George L. Ball,Bernard P. Zeigler,Richard Schlichting,Michael Marefat,D. Phillip Guertin
Ecological modeling covers many scales of resolution. Each process that we attempt to model must be considered in the context of its own spatial and temporal resolution. If the model involves a single process, the scales can be set accordingly. If multiple models are active in a simulation, the decision of what scale to use can effect either the accuracy of the models or result in severe penalties for computational efficiency. Successfully incorporating multiple scales of resolution, both temporal and spatial, requires some fundamental adjustments in the way modeling is approached. This paper discusses several aspects of handling temporal and spatial dynamics in a multi-scale system, including asynchronous timing; data handling; communication; and visualization.

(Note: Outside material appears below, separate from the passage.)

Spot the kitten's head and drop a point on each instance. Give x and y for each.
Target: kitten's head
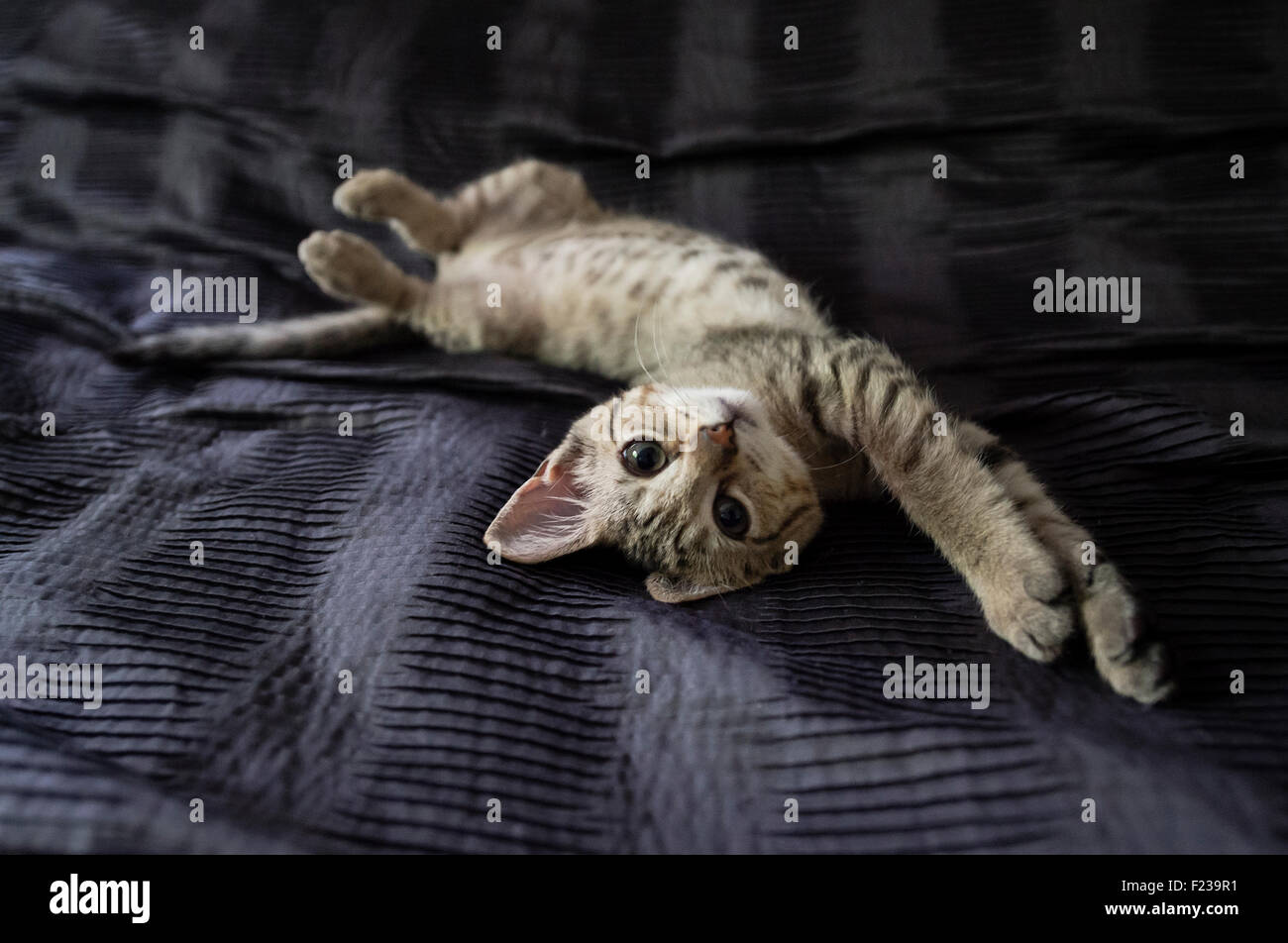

Ecological simulation models have tended to be relatively simplistic. The complexity of the necessary algorithms and the required computing power are a couple of the factors that shape the design and implementation of a model. The modeler has to work, generally, within these constraints and others when deciding what will be included in the final product. The primary approach to modeling is what may be termed data driven design.
Data driven design attempts to construct a model using existing data. The alternative approach, model driven design, has the model being designed with the assumption that the data will be available. Either approach could result in the same answer, but the data driven approach is less flexible for use in other situations. The advantage, however, is to tailor the model to handle the currently available data.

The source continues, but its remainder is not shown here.